PolskaMaturalna "inwestycja w ciemno"

Maturalna "inwestycja w ciemno"

Uczelnie żądają od kandydatów na studia wnoszenia opłat wstępnych jeszcze zanim maturzyści poznają wyniki swoich egzaminów dojrzałości. Taka opłata wynosi 80 złotych i jest bezzwrotna. Zdaniem Arkadiusza Doczyka, szefa Parlamentu Studentów, taka sytuacja nie powinna mieć miejsca.

23.06.2005 | aktual.: 23.06.2005 19:03

Nie dość, że maturzysta nie zna wyniku swojej matury, to nie wie nawet, czy ją zdał. Arkadiusz Doczyk powiedział, że niewielu młodych ludzi może sobie pozwolić na taką "inewstycję w ciemno".

Rektor Uniwersytetu Marii Curie-Skłodowskiej, Marian Harasimiuk mówi, że ta sytuacja nie jest problemem uczelni. Jego zdaniem, dokonywanie opłat rekrutacyjnych na konto uczelni to ryzyko maturzysty.

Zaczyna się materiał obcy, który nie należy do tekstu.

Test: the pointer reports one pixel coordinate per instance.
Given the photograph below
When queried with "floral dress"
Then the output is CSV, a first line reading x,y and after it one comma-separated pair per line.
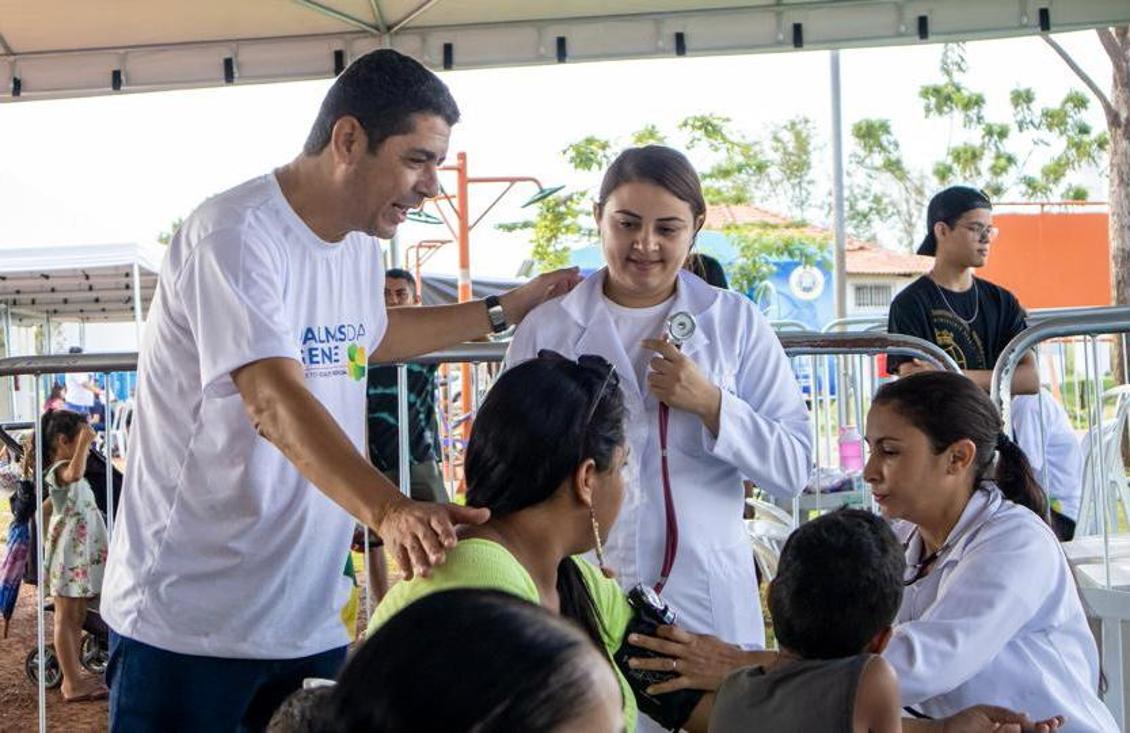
x,y
76,549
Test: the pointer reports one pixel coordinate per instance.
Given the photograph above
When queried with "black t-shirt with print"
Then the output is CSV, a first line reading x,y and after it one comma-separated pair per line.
x,y
946,317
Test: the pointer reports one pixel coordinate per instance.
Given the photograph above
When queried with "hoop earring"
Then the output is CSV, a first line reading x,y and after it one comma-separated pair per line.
x,y
596,535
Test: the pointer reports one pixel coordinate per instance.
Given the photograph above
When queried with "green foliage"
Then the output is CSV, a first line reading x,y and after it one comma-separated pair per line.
x,y
791,174
733,169
738,164
648,134
556,225
589,154
761,246
167,235
1031,156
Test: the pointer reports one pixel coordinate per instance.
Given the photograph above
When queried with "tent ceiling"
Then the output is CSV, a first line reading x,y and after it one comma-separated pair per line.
x,y
61,48
84,282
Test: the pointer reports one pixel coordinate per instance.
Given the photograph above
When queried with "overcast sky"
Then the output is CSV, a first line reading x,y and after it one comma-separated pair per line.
x,y
120,168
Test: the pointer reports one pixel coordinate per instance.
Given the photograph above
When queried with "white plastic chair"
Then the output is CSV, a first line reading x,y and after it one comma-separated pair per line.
x,y
120,426
767,533
1118,489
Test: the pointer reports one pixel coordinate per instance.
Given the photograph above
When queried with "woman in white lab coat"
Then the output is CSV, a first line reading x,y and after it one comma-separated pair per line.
x,y
990,612
736,409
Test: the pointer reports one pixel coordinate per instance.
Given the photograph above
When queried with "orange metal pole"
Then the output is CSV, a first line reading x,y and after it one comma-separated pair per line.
x,y
464,276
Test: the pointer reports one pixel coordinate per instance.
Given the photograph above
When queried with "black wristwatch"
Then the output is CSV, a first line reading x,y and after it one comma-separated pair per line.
x,y
494,313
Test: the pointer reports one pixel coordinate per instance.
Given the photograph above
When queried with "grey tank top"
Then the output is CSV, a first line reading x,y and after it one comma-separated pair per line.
x,y
806,695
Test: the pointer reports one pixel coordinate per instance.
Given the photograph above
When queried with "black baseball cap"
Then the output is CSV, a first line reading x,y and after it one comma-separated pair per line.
x,y
948,206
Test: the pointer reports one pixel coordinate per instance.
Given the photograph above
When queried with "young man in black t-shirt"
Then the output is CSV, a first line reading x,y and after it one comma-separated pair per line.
x,y
971,319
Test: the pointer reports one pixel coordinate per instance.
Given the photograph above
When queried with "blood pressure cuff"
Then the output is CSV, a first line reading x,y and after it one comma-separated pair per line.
x,y
671,709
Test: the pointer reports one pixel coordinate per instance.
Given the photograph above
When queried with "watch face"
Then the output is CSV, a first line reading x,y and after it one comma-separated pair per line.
x,y
680,326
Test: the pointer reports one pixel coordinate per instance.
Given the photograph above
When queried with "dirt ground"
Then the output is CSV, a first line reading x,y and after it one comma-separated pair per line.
x,y
18,704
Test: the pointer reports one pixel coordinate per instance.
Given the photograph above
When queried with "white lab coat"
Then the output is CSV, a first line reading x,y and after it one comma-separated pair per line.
x,y
1060,448
765,436
998,621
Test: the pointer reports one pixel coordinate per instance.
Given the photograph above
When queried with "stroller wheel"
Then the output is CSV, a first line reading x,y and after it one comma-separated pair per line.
x,y
52,673
95,653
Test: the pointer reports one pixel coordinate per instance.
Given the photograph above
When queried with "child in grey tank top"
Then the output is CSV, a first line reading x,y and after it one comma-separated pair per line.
x,y
836,593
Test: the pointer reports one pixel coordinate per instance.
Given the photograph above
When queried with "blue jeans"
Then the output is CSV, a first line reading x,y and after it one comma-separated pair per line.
x,y
153,689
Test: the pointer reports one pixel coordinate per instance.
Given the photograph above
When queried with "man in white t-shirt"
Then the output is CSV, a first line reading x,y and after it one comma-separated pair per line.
x,y
226,577
80,389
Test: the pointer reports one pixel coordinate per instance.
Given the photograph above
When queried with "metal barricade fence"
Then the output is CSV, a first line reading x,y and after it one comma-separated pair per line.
x,y
1087,343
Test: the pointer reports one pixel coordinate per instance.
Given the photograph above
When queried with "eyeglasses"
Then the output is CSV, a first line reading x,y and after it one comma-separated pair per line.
x,y
982,233
592,363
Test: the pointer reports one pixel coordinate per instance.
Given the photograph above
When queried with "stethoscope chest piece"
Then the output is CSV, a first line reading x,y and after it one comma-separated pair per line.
x,y
680,326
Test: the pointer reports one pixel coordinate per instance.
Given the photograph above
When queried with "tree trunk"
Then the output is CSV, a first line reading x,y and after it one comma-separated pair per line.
x,y
1119,125
1120,194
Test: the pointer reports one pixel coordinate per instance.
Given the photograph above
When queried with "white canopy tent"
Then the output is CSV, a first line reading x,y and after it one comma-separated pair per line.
x,y
54,49
79,282
76,284
61,48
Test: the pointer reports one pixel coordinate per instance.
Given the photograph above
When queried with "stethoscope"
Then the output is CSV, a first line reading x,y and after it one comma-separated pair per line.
x,y
678,328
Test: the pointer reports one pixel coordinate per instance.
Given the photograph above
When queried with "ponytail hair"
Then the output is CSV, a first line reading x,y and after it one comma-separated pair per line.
x,y
1015,477
52,425
539,421
948,408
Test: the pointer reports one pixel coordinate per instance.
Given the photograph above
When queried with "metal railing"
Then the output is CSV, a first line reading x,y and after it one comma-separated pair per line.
x,y
1109,603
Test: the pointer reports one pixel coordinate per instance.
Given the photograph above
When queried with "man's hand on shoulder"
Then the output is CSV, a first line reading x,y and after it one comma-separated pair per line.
x,y
519,302
420,533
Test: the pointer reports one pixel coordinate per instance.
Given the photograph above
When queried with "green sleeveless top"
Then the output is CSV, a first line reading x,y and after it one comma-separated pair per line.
x,y
483,564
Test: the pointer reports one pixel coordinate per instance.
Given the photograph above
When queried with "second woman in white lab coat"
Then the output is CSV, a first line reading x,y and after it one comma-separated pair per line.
x,y
990,612
736,409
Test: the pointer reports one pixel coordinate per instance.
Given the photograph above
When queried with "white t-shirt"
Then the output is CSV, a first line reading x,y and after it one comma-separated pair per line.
x,y
633,325
220,547
76,392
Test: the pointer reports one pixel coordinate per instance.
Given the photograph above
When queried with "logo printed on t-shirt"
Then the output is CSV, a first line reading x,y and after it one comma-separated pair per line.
x,y
335,350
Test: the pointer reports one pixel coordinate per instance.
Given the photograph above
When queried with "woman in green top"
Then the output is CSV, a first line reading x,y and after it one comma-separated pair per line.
x,y
545,457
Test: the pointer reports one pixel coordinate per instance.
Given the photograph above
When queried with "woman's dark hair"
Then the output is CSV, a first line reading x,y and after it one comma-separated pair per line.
x,y
382,89
658,165
948,408
467,660
52,425
530,436
839,584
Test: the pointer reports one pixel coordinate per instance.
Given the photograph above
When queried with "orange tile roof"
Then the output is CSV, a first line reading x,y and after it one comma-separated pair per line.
x,y
862,258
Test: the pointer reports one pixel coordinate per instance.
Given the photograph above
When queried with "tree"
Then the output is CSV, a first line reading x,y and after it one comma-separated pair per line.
x,y
556,225
735,169
996,155
1117,111
762,246
167,235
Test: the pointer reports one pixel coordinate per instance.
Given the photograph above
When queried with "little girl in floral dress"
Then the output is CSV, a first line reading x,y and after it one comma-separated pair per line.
x,y
75,556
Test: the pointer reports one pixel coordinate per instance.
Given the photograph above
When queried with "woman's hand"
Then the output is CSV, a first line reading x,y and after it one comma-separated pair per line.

Ręce rozkłada Minister Edukacji. Mirosław Sawicki powiedział, że termin pobierania opłat wstępnych leży w gestii uczelni. Ma jednak wiele wątpliwości, co do przeprowadzania tegorocznej rekrutacji. Minister Sawicki zastanawia się, dlaczego wysokość opłaty wstępnej jest taka sama zarówno dla tych, którzy muszą zdawać egzaminy wstępne, jak i dla tych, którzy przechodzą rekrutację tylko na podstawie nowej matury.

Arkadiusz Doczyk ostrzega, że tak zwana opłata wstępna to tylko początek wydatków przyszłych studentów. Jego zdaniem jest jeszcze wiele opłat, ukrytych w uczelnianych regulaminach, które niebawem będą musieli pokryć absolwenci szkół średnich. Mit bezpłatnych studiów dawną minął - powiedział.

Zarówno Minister Edukacji, jak i Parlamen Studentów będą apelować do rektorów o zmiany w procesach rekrutacyjnych na wyższe uczelnie, tak aby nie narażać na nieuzasadnione koszty kandydatów na studia.